I was so pleased. I rushed to a quiet spot in the bourse area
and pulled out my previous day’s purchase so I could compare
the two. I noticed that the patina didn’t look the same,
and you remember the dating was different. I could barely
wait to get home so that I could compare all three medals, one against the other. The drive home later that day seemed
to take much longer than usual.
When I got home I pulled out my original medal and
compared it against the two new ones. I noted that the two
I had bought at the coin show each had an edge stamp of
“K.Goetz,” yet my very first purchase from the bid board
did not. The two later medals also had the German spelling
of “MAI” for the month, while my first used the English
My bid board specimen was also much rougher and
cruder in appearance. Gradually I noticed, feature by feature,
many differences between the three medals. I was quite
happy that I had bought the two medals at the coin show.

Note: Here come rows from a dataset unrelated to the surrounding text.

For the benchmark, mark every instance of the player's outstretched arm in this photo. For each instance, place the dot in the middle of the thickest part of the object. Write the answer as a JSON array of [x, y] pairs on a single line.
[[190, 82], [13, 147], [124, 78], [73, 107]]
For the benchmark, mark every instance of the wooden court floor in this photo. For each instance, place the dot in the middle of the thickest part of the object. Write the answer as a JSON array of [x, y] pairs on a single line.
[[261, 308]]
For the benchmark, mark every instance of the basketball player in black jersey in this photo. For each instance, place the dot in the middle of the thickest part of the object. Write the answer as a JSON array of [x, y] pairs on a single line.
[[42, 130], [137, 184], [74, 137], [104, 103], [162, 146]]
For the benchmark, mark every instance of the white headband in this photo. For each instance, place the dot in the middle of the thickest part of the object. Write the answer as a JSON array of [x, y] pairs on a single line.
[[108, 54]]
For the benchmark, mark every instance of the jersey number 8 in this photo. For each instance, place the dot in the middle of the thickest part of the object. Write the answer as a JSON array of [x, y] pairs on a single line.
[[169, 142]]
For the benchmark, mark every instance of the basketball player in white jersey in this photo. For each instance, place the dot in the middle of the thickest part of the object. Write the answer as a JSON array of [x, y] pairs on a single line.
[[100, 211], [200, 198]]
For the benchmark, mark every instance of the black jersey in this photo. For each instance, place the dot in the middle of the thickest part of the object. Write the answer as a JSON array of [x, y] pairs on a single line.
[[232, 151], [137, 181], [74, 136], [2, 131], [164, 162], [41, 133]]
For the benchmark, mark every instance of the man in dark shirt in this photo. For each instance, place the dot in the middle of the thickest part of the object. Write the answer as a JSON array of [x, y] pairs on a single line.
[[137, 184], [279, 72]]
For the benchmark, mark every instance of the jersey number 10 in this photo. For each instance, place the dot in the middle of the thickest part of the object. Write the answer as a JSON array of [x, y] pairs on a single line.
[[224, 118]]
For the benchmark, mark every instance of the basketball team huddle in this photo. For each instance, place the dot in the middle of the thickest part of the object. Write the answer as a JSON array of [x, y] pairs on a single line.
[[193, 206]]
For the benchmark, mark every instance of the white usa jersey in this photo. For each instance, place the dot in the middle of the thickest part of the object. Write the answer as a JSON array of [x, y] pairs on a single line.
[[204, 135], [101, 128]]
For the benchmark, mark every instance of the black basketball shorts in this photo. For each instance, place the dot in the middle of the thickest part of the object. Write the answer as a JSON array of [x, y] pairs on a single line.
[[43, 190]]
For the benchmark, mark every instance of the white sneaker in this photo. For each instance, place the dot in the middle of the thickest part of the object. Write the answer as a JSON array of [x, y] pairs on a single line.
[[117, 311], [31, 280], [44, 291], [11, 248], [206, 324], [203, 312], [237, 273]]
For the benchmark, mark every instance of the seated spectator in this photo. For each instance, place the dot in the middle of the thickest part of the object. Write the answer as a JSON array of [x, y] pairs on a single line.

I later determined that the first medal I had purchased
from the coin shop was a spurious counterfeit. Happily
though, the two I bought at the coin show were both genuine
Goetz medals worth much more than I paid for them, though
I didn’t know it at the time.
As the old saying goes, the die was cast. I was bitten by a
bug and had to learn all about the event depicted on my new
treasures. I wanted to know who the people were, and all
about the circumstances that lead to the sinking, and all about
dozens of other things relating to the medal and it’s maker.
I spent several years compiling records, corresponding with
various experts and other collectors, reading many dozens
of books, and gradually building up an understanding of the
piece and it’s place in history. Along the journey I became
somewhat of an expert on the many varieties and their makers,
and have had the pleasure to advise other collectors,
museum curators, and Internet adventurers about the various
fine points of these pieces.
My purpose in writing this book is to put down on paper
some of what I’ve uncovered, so that others can more easily
see the panorama of the medal varieties and the stories
behind the people associated with each of them.